When schools don't meet the debt-to-income tests during two years of a three-year period, or are near failing the tests for four consecutive years, the government will cut off Pell Grants and loans to students enrolled at those for-profit institutions.

A for-profit college trade group issued a statement saying it will oppose any attempt to implement oversight rules. The Association of Private Sector Colleges and Universities said that if enforced, the rule will "deny millions of students the opportunity for higher earnings."

According to the Hechinger Report, the APSCU has been effective at lobbying government and is "a main reason Congress and the White House have not been able to crack down on dubious practices."

Eduardo Porter of The New York Times anticipated the proposed rules in a February column, in which he wrote the villains in for-profit university business "lure poor, unprepared students with misleading ads that promise good jobs on graduation but discharge them with limited employment prospects and a crushing burden of debt."

The for-profit education industry has been under fire for several years. Kevin Carey of The Chronicle of Higher Education, reported in 2010 that many of the industry's students are "financially unsophisticated" and thus easier for companies to "ruthlessly exploit."

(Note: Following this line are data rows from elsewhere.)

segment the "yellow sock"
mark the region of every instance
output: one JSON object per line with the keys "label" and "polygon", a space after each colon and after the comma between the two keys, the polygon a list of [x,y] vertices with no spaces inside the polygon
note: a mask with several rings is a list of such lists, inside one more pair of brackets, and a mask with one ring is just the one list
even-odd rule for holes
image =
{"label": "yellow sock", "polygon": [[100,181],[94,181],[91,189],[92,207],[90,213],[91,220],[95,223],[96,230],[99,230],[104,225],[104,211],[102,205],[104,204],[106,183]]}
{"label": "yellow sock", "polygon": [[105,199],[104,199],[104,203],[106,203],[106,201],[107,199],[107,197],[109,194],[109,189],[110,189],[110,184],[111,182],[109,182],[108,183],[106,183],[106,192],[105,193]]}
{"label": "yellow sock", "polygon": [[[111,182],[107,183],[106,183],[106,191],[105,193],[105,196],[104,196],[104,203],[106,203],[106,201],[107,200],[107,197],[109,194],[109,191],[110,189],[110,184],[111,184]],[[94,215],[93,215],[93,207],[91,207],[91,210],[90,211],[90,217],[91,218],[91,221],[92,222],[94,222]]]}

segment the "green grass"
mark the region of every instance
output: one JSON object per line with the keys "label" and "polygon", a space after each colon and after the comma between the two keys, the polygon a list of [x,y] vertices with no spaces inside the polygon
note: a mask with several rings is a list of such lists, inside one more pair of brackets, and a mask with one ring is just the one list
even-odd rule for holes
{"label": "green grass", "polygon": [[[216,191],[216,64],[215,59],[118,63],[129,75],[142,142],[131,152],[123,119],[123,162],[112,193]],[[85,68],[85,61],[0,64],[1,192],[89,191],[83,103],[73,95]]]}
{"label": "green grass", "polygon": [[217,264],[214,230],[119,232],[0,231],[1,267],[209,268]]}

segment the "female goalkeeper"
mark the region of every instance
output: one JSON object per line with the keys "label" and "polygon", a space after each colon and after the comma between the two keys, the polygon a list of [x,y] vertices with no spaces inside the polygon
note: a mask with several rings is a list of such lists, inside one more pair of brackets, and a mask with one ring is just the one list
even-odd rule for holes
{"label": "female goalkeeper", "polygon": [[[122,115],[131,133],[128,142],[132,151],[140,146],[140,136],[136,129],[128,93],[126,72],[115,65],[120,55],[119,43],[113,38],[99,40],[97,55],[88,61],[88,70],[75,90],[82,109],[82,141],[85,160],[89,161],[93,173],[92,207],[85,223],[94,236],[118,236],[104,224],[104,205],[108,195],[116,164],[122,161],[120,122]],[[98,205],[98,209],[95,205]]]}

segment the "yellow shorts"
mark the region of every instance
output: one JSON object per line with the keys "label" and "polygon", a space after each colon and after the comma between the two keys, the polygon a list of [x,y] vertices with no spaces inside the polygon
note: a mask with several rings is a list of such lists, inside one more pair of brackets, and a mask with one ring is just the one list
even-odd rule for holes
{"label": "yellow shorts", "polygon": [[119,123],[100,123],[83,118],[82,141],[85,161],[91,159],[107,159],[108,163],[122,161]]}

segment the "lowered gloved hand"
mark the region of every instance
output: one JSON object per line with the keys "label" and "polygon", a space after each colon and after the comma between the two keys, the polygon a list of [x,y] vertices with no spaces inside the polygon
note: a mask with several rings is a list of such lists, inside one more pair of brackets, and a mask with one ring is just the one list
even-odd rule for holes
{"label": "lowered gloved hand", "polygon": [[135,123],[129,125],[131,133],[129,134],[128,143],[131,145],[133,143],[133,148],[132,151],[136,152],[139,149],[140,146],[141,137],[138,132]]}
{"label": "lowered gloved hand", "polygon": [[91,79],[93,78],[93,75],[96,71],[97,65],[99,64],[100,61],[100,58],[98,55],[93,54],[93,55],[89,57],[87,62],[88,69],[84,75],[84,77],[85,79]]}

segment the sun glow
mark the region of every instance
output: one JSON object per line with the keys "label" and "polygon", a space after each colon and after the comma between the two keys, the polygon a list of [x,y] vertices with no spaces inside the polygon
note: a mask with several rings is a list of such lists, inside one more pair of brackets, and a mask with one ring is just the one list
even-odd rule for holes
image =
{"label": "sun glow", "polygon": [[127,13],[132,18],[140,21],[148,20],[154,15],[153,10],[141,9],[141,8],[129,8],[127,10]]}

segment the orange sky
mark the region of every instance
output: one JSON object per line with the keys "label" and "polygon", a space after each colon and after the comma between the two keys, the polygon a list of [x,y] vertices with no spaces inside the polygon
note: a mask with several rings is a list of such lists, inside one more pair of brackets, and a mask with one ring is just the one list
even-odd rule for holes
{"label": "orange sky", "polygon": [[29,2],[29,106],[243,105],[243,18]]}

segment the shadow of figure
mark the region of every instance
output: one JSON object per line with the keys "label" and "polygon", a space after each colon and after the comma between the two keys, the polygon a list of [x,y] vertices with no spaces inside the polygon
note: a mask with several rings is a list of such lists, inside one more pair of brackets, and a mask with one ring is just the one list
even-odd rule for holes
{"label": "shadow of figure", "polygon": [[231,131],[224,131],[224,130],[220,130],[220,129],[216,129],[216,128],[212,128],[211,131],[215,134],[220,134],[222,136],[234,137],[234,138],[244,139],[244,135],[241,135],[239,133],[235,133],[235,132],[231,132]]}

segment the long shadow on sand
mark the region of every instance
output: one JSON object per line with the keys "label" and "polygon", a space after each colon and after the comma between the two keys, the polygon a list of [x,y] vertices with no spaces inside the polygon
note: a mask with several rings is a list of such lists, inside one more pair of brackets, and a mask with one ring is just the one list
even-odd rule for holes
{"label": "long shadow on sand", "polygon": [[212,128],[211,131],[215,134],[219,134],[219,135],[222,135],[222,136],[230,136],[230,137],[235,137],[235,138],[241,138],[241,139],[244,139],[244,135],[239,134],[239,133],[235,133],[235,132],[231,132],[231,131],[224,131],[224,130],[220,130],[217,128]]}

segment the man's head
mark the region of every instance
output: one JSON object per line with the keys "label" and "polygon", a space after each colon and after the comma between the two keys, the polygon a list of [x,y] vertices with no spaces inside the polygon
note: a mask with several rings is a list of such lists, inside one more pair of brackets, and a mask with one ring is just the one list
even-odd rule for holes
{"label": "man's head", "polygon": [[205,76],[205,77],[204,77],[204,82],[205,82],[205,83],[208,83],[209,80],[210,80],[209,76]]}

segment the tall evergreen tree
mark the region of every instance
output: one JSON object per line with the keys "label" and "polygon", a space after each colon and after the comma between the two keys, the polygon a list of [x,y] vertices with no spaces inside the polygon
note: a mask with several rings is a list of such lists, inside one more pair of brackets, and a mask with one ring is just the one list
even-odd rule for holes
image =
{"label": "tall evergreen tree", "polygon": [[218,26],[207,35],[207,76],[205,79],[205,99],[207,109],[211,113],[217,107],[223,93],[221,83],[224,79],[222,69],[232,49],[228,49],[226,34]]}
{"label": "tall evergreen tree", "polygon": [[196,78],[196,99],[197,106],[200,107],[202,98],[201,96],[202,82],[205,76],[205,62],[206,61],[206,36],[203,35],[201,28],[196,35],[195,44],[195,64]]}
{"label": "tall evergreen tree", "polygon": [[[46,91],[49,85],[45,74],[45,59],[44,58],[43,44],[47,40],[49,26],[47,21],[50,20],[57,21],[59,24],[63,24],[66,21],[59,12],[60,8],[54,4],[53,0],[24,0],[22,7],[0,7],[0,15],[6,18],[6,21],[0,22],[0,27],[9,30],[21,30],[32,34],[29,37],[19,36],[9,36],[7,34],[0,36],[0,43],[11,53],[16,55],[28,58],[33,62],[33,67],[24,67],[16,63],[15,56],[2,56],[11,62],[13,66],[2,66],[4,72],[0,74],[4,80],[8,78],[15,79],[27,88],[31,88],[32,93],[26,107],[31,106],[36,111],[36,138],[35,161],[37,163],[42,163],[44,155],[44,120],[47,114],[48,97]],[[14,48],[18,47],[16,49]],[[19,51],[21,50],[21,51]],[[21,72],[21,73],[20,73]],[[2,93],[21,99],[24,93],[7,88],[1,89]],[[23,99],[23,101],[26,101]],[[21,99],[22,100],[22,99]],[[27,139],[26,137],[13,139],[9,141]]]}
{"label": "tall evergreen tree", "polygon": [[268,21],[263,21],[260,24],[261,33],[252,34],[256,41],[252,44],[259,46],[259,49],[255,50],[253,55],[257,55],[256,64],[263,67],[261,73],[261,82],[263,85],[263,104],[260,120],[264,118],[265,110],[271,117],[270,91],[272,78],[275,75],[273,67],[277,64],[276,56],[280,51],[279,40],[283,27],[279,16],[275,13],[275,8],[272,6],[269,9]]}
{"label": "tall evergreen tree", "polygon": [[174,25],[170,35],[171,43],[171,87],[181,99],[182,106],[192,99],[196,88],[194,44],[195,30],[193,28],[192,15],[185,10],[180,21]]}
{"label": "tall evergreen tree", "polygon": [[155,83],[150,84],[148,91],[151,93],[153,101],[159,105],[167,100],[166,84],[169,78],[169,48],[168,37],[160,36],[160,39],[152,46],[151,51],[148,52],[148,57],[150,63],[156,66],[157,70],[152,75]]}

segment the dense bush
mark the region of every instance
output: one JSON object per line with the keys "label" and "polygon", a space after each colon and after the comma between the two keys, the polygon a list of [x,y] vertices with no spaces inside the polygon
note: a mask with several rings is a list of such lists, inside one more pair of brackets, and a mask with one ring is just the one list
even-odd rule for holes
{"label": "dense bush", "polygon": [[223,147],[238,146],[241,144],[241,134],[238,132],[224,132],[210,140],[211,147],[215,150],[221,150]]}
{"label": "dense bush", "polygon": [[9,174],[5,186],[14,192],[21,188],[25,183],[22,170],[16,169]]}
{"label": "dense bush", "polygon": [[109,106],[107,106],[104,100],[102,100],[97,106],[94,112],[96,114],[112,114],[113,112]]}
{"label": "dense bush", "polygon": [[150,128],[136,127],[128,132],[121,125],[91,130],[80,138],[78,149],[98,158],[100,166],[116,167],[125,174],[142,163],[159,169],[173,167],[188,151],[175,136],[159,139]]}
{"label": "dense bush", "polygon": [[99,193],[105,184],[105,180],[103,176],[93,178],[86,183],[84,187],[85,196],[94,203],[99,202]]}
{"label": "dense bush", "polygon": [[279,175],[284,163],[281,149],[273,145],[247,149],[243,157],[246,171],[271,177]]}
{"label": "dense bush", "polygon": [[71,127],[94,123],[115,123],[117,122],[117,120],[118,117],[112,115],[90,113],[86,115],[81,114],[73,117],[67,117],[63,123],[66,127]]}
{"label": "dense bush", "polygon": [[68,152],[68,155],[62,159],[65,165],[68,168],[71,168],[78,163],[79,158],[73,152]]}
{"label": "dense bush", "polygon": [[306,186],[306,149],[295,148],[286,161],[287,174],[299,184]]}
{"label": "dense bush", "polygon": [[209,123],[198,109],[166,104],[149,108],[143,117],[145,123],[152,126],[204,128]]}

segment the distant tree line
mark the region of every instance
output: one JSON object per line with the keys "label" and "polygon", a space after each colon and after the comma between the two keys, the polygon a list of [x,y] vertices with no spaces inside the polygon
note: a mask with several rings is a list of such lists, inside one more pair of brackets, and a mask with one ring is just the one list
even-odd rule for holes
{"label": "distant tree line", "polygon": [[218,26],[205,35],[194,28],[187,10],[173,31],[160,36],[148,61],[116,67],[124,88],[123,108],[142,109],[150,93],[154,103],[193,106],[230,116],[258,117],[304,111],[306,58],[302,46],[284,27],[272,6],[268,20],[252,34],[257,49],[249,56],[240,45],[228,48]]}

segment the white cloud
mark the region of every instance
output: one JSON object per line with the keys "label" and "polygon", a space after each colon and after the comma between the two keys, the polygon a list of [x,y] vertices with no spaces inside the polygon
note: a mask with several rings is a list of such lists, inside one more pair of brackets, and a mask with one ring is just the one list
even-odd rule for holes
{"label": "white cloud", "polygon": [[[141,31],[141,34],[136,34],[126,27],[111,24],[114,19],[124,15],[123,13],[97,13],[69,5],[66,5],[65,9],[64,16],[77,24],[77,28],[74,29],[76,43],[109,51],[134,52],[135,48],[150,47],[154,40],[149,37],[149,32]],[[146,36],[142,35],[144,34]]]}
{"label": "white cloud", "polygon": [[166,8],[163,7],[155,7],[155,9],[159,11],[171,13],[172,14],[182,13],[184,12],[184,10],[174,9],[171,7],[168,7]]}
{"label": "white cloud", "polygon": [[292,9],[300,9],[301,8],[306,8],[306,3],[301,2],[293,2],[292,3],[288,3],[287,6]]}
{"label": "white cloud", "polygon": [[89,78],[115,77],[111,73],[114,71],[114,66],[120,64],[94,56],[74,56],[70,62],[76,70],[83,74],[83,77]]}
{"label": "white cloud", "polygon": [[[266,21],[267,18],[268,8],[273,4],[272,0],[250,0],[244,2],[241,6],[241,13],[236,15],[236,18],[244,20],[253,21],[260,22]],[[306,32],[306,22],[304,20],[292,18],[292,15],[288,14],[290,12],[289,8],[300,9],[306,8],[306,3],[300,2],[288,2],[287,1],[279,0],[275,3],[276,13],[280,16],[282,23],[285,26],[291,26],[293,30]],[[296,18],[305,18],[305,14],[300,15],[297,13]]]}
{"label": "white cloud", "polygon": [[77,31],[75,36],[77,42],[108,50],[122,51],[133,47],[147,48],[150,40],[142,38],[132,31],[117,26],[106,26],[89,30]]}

He wrote that government investigations have uncovered how the companies use the hands of students as a means to pass vast sums of money "from the public treasury to the for-profit bottom line" regardless of whether the students’ graduate, find jobs, or default on the loans. USA Today reports that while 31 percent of all student loans in the United States go to these companies, they account for just 13 percent of the nation’s students.

However, these for-profit companies fill a needed gap in the higher-education market, Porter reported in the Times. He interviewed educators who said the schools often outpace their non-profit competitors in the relatively fast pace they develop curriculum, hire faculty, and usher students through a credentialing program, such as how to work in a clean room in a nanotech facility.

The public has 60 days to make comments on the draft rule, published in the Federal Register. At that point, the Department of Education will review the comments and either revise or promulgate the original version of rules, which are then open to litigation. Nearly 8,000 schools will be subject to the new rule if it takes effect.